The messages delivered by Morgens Lykketoft, President of the seventieth session
of the UN General Assembly, Samantha Power, the US permanent representative
to the UN, Szabolcz Takacs, from Hungary, Chair of the International Holocaust Remembrance Alliance, and Felix Klein, from Germany, Special Representative for Relations with Jewish Organizations, focused on the need for all of us to focus on our shared humanity, on the dignity of every human life and on joining our forces to fight for a better world. These messages are particularly poignant these days as somber shadows of brutal violations of human rights and barbaric acts of dehumanization are eclipsing the peace that has been forged in Europe and the movement towards democracy in other parts of the world that has been hoped for since World War II.

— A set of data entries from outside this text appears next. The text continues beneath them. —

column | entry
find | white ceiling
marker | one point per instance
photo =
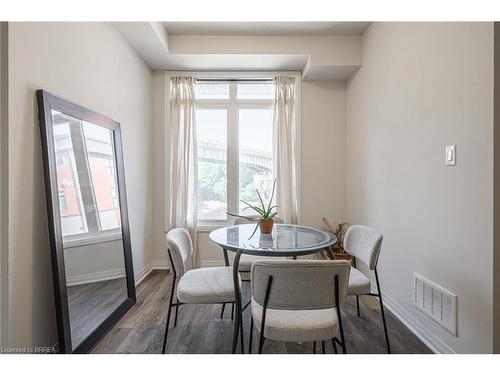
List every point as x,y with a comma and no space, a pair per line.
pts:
265,28
151,41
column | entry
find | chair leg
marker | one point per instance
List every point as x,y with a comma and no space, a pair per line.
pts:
382,312
242,340
261,342
168,316
334,347
250,336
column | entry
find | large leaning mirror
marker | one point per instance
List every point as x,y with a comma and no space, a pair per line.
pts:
88,223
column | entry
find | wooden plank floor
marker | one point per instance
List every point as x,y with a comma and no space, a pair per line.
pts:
200,329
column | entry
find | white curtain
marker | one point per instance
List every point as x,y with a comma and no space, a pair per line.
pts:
286,149
183,165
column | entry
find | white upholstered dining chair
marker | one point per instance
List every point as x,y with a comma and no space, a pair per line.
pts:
298,301
245,259
211,285
364,244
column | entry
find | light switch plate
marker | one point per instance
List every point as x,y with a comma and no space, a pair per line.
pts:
451,155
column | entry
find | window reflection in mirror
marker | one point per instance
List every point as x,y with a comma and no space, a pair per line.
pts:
90,221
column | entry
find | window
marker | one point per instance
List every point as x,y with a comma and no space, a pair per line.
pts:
234,123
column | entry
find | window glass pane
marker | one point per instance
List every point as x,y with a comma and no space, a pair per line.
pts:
256,156
73,220
211,90
211,127
99,146
255,90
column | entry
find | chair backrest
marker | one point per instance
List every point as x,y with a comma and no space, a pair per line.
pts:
181,248
299,284
364,243
242,220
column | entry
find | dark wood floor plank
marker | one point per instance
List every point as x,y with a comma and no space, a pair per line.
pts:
200,329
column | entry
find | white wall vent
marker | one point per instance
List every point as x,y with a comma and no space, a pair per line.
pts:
436,302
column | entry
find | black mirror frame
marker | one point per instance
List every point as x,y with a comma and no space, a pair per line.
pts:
47,102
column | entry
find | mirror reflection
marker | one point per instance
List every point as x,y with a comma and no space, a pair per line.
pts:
90,222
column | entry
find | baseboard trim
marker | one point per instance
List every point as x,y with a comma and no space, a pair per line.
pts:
432,341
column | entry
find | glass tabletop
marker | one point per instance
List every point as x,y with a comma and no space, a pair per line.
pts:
285,240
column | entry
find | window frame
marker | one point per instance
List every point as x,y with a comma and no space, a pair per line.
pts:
95,233
232,105
208,226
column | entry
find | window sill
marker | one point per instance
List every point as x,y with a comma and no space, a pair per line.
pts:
85,241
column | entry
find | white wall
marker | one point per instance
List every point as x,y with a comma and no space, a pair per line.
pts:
3,182
94,262
89,64
323,120
423,86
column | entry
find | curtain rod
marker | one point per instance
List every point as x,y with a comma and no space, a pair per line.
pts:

We should each take inspiration from the actions of people as Sir Nicolas Winton, an individual who was willing and able to act where ogranizations and governments were not, who by his actions and the actions of some brave helpers saved the lives of 869 Jewish children. His daughter, Barbara Winton, shared a snippet of a BBC show in which many of the children who had been saved by Sir Winton had been traced and reunited, and invited to the studio. Sir Winton found himself, unbeknownst to him, seated among some of the adults whose lives, as children, he saved. First the woman to his right told him she was one. Then the woman to his left told him she was one, too. Then the BBC commentator asked all those in the room to stand up if they had been among the children saved by Sir Winton, and as a whole the large group rose to its feet; the visual image of the lives that one man saved was an overwhelmingly powerful, positive proof of what an individual can make happen under the most dire of circumstances.